Surveillance cameras are installed in many places such as airports, parking lots, train stations and banks. In the past, the video imagery has been mainly used as a forensic tool after an event. To take advantage of the video in real time
A human must monitor the system continuously in order to alert security officers if there is an emergency.
One person can only observe approximately four cameras at a time with good accuracy of event detection.

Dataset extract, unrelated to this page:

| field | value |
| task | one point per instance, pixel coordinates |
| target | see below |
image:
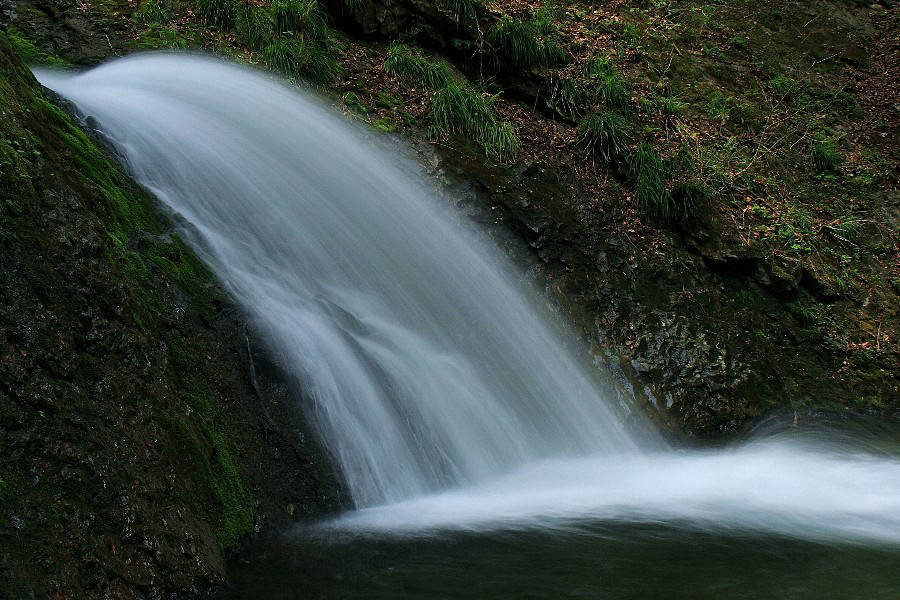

Humans are limited in terms of attention span and cognitive processing. We could discuss reduced attention and processing capability – per video feed, as the cognitive load increases, visual attention span and focus is divided amongst multiple scenes, the brain simply receiving more information than it’s capable of processing, overloading the short term memory capacity, and decision fatigue. It’s enough though to say that humans are not a reliable means of monitoring live video feeds.
Humans too, are an expensive resource, requiring one operator for a maximum of four video channels.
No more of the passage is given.